The New Chip That Can Protect You from Data Theft

This post is also available in: עברית (Hebrew)

Researchers from the MIT-IBM Watson AI Lab developed new machine-learning accelerator chips that aim to enhance data security for health trackers, fitness apps, and other AI-powered devices.

While health-monitoring apps are extremely useful and help people manage their wellness and even chronic conditions, they require constant data exchanges between your phone and a central server. Unfortunately, this constant communication drains the device’s battery and makes these apps sluggish and slow. To combat this, engineers often use machine-learning accelerators (specialized hardware that speeds up the process). However, these accelerators leave devices vulnerable to data theft and the stealing of sensitive information.

MIT researchers explain that their new machine-learning accelerator is designed to resist the most common types of attacks, and involves several clever optimizations to maximize security while minimizing the impact on speed and accuracy.

The accelerator aims to maintain the privacy of sensitive user data while allowing large AI models to run seamlessly on devices. “It is important to design with security in mind from the ground up. If you are trying to add even a minimal amount of security after a system has been designed, it is prohibitively expensive,” explains EECS graduate student at MIT Maitreyi Ashok.

According to Interesting Engineering, the key to the enhanced security of these machine-learning accelerators lies in a three-part approach – first the chip splits data into random fragments to prevent hackers from reconstructing meaningful information through side-channel attacks.

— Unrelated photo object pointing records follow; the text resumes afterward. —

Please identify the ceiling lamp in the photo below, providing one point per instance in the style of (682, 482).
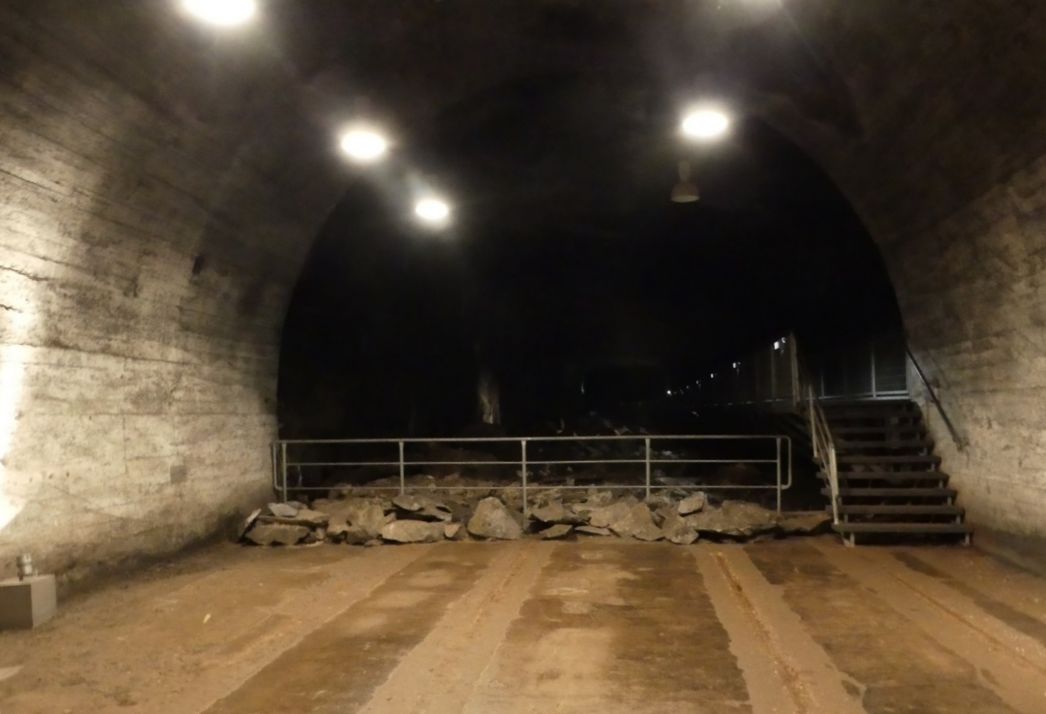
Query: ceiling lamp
(705, 124)
(224, 13)
(685, 190)
(364, 145)
(432, 211)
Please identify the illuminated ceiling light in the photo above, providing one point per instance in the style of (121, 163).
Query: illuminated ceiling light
(685, 190)
(433, 211)
(705, 124)
(364, 145)
(224, 13)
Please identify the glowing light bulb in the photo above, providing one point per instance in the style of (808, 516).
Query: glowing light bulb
(224, 13)
(433, 211)
(364, 145)
(705, 124)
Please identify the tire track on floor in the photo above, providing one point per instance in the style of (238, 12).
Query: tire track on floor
(1005, 661)
(440, 673)
(786, 671)
(338, 666)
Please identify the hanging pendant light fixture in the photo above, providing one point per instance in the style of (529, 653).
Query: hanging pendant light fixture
(685, 190)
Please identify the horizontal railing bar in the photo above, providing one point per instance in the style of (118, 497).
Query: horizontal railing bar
(514, 440)
(638, 486)
(529, 461)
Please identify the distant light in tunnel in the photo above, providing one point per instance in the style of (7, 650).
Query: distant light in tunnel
(432, 211)
(224, 13)
(705, 123)
(364, 145)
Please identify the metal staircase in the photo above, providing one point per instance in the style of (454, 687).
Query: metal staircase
(887, 478)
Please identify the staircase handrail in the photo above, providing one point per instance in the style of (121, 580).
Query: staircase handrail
(960, 443)
(820, 434)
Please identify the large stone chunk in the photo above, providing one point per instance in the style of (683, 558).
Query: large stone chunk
(692, 504)
(422, 507)
(638, 523)
(269, 533)
(607, 515)
(734, 519)
(361, 513)
(679, 530)
(412, 531)
(282, 510)
(368, 517)
(492, 520)
(593, 530)
(549, 512)
(804, 523)
(559, 530)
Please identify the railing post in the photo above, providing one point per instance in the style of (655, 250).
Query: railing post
(403, 471)
(282, 465)
(778, 440)
(794, 360)
(646, 460)
(871, 347)
(526, 508)
(274, 454)
(813, 419)
(834, 483)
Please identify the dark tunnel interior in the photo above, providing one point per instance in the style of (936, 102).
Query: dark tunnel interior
(569, 277)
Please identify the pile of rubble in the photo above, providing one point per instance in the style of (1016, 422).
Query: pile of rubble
(361, 515)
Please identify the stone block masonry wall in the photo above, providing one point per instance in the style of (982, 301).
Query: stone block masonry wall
(948, 168)
(149, 240)
(974, 296)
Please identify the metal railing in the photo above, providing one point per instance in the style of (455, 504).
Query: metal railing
(286, 460)
(868, 370)
(960, 442)
(820, 435)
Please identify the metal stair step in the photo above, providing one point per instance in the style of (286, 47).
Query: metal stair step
(888, 459)
(847, 444)
(878, 430)
(899, 509)
(913, 491)
(928, 528)
(889, 476)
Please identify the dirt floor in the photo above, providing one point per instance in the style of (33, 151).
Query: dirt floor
(597, 625)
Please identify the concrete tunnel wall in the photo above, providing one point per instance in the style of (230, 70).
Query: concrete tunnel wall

It then uses a lightweight cipher to encrypt the AI model stored in off-chip memory, making “bus-probing attacks” ineffective. Finally, it generates a unique decryption key directly on the chip itself that is nearly impossible for hackers to duplicate.

MIT’s Chief Innovation Officer Anantha Chandrakasan said: “As security has become a critical issue in the design of edge devices, there is a need to develop a complete system stack focusing on secure operation.” He also explained that the device generates “unique codes” through randomization and variability and secures data access between the processor and memory to prevent side-channel attacks, concluding that these kinds of designs are going to be critical in future mobile devices.

When testing this innovation, the researchers simulated millions of real-world hacking attempts and were unable to recover any private information, while they managed to steal data from an unprotected chip after only a few thousand samples.

The implications of this advancement are immense, and while it was initially created for health apps, secure machine-learning accelerators could power demanding AI applications like virtual reality or autonomous driving while prioritizing the secure handling of user data.